SpaceX's initial public offering is reported to be oversubscribed, with institutional investors placing orders of about $10 billion or more [1].
The high level of interest signals a strong market appetite for space infrastructure and rocket technology. This demand arrives as the company prepares to list on the Nasdaq exchange in New York, positioning it alongside other high-growth technology firms.
Institutional orders total about $10 billion [1], which is roughly double the shares currently on offer [2]. People familiar with the matter said the offering is well oversubscribed, according to Bloomberg Television [3].

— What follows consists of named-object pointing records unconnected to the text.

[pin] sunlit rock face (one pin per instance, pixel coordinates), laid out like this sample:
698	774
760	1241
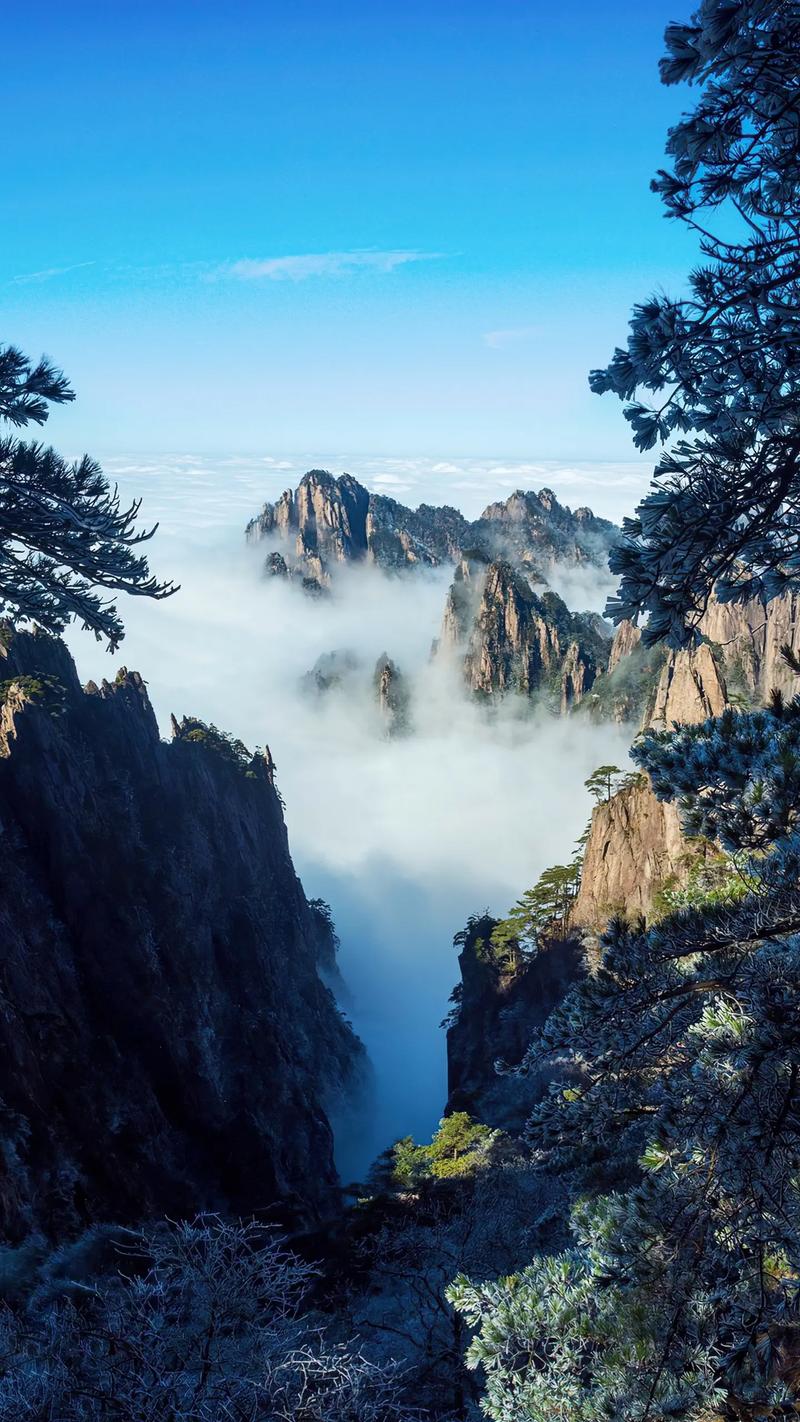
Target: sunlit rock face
691	688
330	521
635	846
166	1044
749	637
537	531
625	640
500	1001
392	697
512	639
635	843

This surge in interest comes as investors seek exposure to Elon Musk's aerospace ventures. The competitive landscape for new public offerings currently includes several high-profile artificial intelligence firms, such as OpenAI and Anthropic [4].
Reports regarding the distribution of shares vary. Some sources suggest that 30% of shares will be allotted to retail investors [5]. However, other reports indicate that institutional demand already exceeds the number of shares available, which may limit the allocation for individual retail buyers [6].
SpaceX has scheduled the final pricing for the IPO on June 11, 2026 [2]. The company's transition to a public entity will mark a significant shift in its financial structure, moving from private funding rounds to the public equity market.
An unnamed reporter for Yahoo Finance said institutional demand already exceeds the number of shares available [6].
“Institutional orders total about $10 billion”
The oversubscription of the SpaceX IPO indicates that institutional confidence in the company's long-term valuation outweighs concerns about the volatile nature of the aerospace industry. By attracting double the available share supply, SpaceX gains significant leverage in determining its final pricing on June 11, potentially resulting in a higher opening valuation that reflects its dominant position in the global launch market.